Cette option permettrait, si elle venait à voir le jour, puisque sa réussite est tributaire également d’un engagement régional et international sérieux de la part de nos partenaires, d’atteindre simultanément plusieurs objectifs majeurs.
Premièrement, sur le plan économique, une intégration d’une telle ampleur sur le plan infrastructurel pourrait constituer un fondement solide pour une intégration économique multidimensionnelle: libre-échange, marché commun, harmonisation juridique et commerciale et, pourquoi pas, une monnaie unique post-franc CFA.
Deuxièmement, sur le plan sécuritaire, la création d’un continuum infrastructurel et économique allant du Mali jusqu’au sud du Maroc réclame un investissement sécuritaire plus intense dans les régions de transit, ce qui mettra de facto fin à un ensemble de no man’s land, où pullulent divers groupuscules terroristes et de contrebande. De même, l’effet d’entraînement que cette dynamique économique engendrera profitera également à des populations dont la misère et la pauvreté servent de réservoir de recrutement pour ces différentes organisations criminelles.
Troisièmement, sur le plan diplomatique, une entreprise géopolitique d’une telle ampleur mettra l’Algérie face à un choix cornélien. Ne pas y participer, voire y résister, au risque de se voir totalement enclavée diplomatiquement et géopolitiquement, ou rejoindre cette initiative où elle n’a, non seulement, rien à perdre, mais surtout tout à gagner. Le préalable serait naturellement qu’Alger reconnaisse, une fois pour toutes, ce qui relève de l’évidence, que le Sahara est marocain, mais que l’Atlantique pourrait devenir régional et continental à travers cette initiative marocaine. Alger n’a-t-elle pas toujours rêvé d’avoir une ouverture sur l’Atlantique? Désormais, cela pourrait être possible, sans antagonismes ni rivalités. Bien au contraire.
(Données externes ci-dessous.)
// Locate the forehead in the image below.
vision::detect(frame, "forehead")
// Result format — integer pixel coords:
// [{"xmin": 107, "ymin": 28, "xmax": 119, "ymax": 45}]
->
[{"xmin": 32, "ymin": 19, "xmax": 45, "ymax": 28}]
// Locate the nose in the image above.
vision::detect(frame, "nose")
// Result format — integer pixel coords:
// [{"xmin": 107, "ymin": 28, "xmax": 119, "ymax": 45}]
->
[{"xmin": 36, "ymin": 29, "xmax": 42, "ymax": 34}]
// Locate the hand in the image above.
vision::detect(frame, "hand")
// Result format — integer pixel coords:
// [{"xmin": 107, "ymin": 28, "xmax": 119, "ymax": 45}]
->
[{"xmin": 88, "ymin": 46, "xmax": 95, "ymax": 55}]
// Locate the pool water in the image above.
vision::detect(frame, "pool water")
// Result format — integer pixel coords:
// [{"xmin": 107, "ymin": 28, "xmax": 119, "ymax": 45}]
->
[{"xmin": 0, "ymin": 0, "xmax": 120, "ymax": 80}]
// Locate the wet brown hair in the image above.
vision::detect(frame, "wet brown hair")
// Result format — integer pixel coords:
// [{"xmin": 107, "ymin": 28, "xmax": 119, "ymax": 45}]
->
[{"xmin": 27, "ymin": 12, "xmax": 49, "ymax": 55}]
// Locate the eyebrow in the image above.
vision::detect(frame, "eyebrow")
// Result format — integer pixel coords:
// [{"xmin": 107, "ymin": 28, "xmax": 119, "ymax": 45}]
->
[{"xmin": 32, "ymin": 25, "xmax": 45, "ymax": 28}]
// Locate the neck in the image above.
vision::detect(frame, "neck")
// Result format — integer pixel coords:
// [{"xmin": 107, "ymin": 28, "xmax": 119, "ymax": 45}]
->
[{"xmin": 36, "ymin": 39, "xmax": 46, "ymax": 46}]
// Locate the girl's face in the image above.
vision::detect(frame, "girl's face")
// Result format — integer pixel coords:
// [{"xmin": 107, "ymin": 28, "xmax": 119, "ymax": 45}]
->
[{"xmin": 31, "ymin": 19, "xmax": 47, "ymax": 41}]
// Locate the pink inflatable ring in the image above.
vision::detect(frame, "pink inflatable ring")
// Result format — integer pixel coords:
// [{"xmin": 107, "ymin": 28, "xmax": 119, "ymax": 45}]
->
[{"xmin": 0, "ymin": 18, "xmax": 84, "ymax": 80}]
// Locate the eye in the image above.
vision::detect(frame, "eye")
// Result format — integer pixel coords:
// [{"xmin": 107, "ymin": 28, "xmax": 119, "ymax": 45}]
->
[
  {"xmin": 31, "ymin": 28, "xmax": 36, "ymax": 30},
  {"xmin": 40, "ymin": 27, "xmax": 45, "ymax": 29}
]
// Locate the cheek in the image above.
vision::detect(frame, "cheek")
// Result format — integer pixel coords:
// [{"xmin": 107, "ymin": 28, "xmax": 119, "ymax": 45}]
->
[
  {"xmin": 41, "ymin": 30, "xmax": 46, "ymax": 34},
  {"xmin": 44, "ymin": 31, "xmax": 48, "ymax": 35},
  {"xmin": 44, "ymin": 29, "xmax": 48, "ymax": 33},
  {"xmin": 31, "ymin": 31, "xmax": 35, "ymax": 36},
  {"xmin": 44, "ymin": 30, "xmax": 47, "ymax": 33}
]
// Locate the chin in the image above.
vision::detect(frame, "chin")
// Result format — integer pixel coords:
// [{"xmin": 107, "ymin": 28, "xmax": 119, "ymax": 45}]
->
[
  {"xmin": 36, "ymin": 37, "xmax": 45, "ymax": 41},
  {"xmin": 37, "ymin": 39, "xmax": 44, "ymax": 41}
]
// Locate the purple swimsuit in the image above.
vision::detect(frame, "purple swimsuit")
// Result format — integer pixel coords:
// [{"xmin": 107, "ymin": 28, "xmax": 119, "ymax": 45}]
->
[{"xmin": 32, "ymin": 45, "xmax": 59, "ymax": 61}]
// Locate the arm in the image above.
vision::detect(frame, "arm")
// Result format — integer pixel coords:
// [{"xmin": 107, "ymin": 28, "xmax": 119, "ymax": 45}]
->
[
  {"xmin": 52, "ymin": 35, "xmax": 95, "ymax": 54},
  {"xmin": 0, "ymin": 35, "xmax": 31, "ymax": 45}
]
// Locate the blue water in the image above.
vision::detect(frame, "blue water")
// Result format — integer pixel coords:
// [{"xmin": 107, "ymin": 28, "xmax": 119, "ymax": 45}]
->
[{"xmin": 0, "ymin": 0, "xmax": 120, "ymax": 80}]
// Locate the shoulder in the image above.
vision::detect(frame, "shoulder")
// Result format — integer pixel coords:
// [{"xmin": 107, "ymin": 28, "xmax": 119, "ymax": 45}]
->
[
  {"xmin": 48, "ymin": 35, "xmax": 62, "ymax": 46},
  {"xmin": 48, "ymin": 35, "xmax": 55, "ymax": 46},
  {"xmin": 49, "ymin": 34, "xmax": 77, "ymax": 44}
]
En attendant cette prise de conscience stratégique pour la stabilité de la région, l’autre option incontournable demeure la Mauritanie. Car la géographie autant topographique que politique est ce qu’elle est.
En effet, connecter les infrastructures des pays du Sahel à celles du Maroc réclame nécessairement de passer soit par l’Algérie, option inenvisageable pour le moment, soit par la Mauritanie, ce qui relève du possible. Mais l’entreprise est difficilement envisageable, en raison notamment du chantage sécuritaire exercé par Alger à l’encontre de Nouakchott.
La Mauritanie deviendra-t-elle l’un des enjeux majeurs de la diplomatie régionale du Maroc? Elle le devra d’une manière ou d’une autre.
Il y a à peu près deux ans, j’écrivais dans l’une de mes chroniques que:
«Or, il se trouve qu’un pays auquel nous sommes liés autant par la géographie que par l’histoire est souvent occulté dans les différentes analyses. Pourtant, de par sa position, ce dernier revêt un caractère éminemment stratégique autant pour le Maroc que pour l’Algérie. Je parle, vous l’avez bien compris, de la Mauritanie… L’idée du « Grand Maghreb » étant désormais révolue, du moins tant que la junte militaire sera au pouvoir en Algérie, une alternative ouest-atlantique représente une opportunité stratégique qu’il serait irresponsable de ne pas considérer.»
A-t-on par conséquent le droit de rêver de voir un jour un «Sahel Express» ou un «Sahara Express»? Une ligne ferroviaire trans-sahélienne et trans-saharienne qui irait de Laâyoune jusqu’à Niamey? Et pourquoi pas jusqu’à N’Djamena ou même Khartoum?
Pour ma part, je ne m’interdis aucunement de nourrir ce rêve. Car, qui eût cru, il y a quelques décennies, que le Maroc était capable d’atteindre les grandes réalisations qui sont les nôtres aujourd’hui, autant au niveau diplomatique que sportif et économique?